Traditional mercury thermometers, for decades the parents' standby, are being banned in the US as dangerous to children and the environment. Several states and cities are prohibiting their sale and the country's hospitals are beginning to phase them out.

Traditional mercury thermometers, for decades the parents' standby, are being banned in the US as dangerous to children and the environment. Several states and cities are prohibiting their sale and the country's hospitals are beginning to phase them out.

Though British authorities have yet to investigate the issue, the American Hospital Association has signed an agreement with the US Environment Protection Agency "virtually to eliminate mercury containing waste" and, as a result, scores of hospitals around the country are abandoning their old thermometers.

Meanwhile, Boston City Council voted unanimously last week to ban the sale of the thermometers, long seen to be as wholesome and comforting as chicken soup and warm blankets. That city joins San Francisco, Duluth, Minnesota, and Ann Arbor, Michigan, and the state of New Hampshire, among those which have already banned them, while Massachusetts is considering doing so.

The moves follow growing alarm at the hazards of mercury, a highly toxic metal which affects the brain and nervous system. Thermometers are safe while intact, but if they break and the mercury spills out it will slowly evaporate causing, experts say, potentially dangerous levels in indoor air.

Health Care Without Harm, an international coalition of 200 organisations that is spearheading the campaigning against the thermometers, say they can be just as dangerous after they are thrown away. They then end up in rubbish tips, where the mercury can contaminate groundwater, or are incinerated with other waste, causing air pollution.

Partly as a result, lakes all over the US have been poisoned by the toxic metal. The mercury in a single thermometer, says the organisation, is enough to contaminate a 20-acre lake containing five million gallons of water, and all the fish in it.

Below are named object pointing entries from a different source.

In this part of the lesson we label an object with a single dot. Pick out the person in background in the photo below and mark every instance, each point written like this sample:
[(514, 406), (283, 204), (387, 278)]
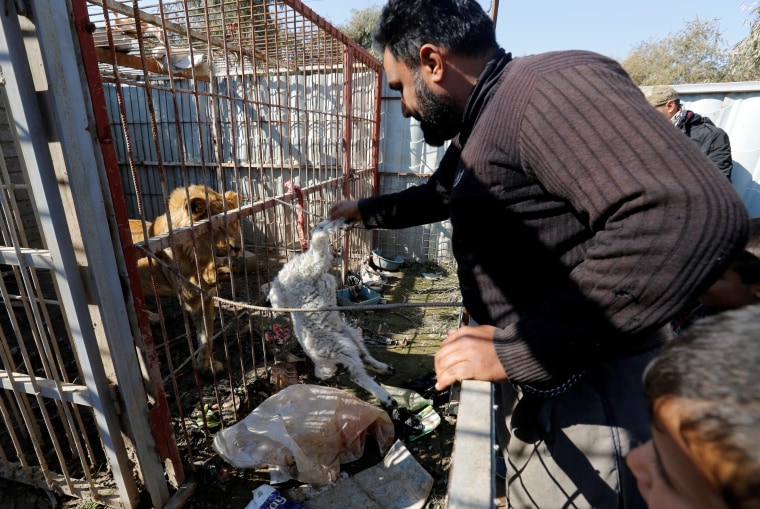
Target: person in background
[(576, 240), (704, 401), (711, 139), (739, 286)]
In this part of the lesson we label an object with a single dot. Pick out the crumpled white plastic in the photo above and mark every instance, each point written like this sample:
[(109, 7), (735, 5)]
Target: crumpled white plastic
[(304, 432)]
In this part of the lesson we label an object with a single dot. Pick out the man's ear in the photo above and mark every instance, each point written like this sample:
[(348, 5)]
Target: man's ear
[(431, 62), (756, 291)]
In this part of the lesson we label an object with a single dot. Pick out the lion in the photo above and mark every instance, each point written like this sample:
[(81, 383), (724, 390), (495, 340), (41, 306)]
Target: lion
[(193, 203)]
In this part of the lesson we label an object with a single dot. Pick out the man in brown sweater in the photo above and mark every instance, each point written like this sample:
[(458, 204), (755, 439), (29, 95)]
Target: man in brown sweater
[(582, 222)]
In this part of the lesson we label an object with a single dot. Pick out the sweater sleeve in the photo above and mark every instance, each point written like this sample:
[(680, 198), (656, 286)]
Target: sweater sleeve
[(663, 223), (719, 152)]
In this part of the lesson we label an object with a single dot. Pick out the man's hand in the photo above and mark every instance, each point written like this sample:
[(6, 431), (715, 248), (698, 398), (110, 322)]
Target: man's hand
[(468, 353), (347, 209)]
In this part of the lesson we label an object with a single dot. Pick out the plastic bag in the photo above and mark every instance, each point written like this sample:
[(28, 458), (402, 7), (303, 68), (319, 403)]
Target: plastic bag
[(304, 432)]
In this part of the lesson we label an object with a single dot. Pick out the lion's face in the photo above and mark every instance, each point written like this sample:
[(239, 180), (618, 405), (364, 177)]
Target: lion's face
[(227, 239)]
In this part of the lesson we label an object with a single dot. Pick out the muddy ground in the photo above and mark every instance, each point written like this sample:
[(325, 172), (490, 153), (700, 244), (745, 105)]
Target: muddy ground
[(406, 338)]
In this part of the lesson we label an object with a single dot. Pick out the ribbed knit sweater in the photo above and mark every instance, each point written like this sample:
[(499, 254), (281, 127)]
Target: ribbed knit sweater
[(582, 221)]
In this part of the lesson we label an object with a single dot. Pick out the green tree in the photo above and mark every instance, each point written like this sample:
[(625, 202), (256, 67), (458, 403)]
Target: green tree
[(696, 54), (359, 27), (745, 57)]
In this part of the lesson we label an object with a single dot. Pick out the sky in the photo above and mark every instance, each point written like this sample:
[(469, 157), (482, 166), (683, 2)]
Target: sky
[(610, 27)]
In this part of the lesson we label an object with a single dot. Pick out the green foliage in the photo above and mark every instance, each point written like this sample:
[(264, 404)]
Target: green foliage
[(359, 27), (696, 54), (745, 57)]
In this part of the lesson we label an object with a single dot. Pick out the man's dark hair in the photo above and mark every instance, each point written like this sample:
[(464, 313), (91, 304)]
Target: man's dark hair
[(715, 363), (460, 26), (753, 244)]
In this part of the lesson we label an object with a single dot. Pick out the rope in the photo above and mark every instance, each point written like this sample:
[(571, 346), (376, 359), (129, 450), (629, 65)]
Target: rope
[(244, 305)]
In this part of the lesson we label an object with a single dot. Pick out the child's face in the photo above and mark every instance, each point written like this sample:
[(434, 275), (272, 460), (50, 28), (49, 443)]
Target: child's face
[(667, 477), (729, 292)]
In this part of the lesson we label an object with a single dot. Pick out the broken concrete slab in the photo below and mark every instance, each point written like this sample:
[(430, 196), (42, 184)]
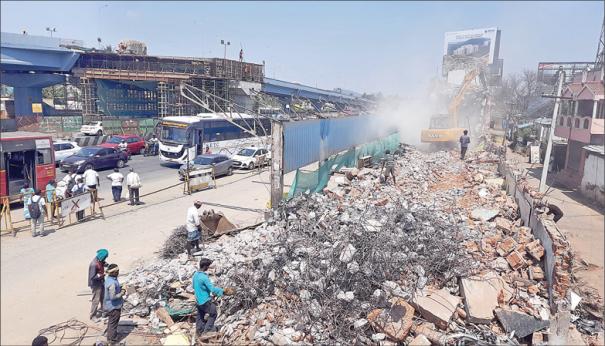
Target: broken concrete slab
[(420, 340), (515, 260), (435, 306), (395, 321), (522, 324), (484, 214), (481, 294)]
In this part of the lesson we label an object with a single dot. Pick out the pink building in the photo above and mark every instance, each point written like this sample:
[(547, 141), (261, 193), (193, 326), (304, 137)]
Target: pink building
[(581, 121)]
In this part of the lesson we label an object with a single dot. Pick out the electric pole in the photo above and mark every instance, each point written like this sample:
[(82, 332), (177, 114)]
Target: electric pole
[(552, 131)]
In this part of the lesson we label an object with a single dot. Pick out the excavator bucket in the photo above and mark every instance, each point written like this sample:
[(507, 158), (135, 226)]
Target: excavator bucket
[(215, 223)]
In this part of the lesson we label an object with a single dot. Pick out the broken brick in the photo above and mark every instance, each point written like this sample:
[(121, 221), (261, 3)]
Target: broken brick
[(506, 246), (535, 249), (515, 260), (536, 273)]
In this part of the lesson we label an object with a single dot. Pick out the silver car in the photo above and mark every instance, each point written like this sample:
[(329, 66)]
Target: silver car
[(221, 164)]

Thirty-nine American states are now urging people, especially pregnant women, not to eat fish from at least some of their waters. All the lakes in Massachusetts, and 700 lakes and rivers in Minnesota, for example, are covered by such warnings.

The prestigious National Academy of Scientists has estimated that 60,000 American children may develop neurological problems or learning disabilities each year because their mothers ate mercury contaminated fish during pregnancy.

Manufacturers and retailers across the country have pledged to stop making or selling the thermometers and cities from Minneapolis to Washington DC have organised exchanges where people can bring their old thermometers and be given mercury-free ones instead.

Launching the "Mercury-free DC" campaign - which combined thermometer exchanges at the city fire stations with the pledge by the majority of its hospitals to stop using mercury ones - Robert Malson, the chief executive officer of its Hospital Association said: "As we have learned about the environmental and human health risks of mercury, and about the availability of alternatives, we have come to understand the need to phase out the use of this potentially harmful substance."

The British Medical Association said it had never discussed the issue of mercury thermometers, while the Department of Health was unable to comment.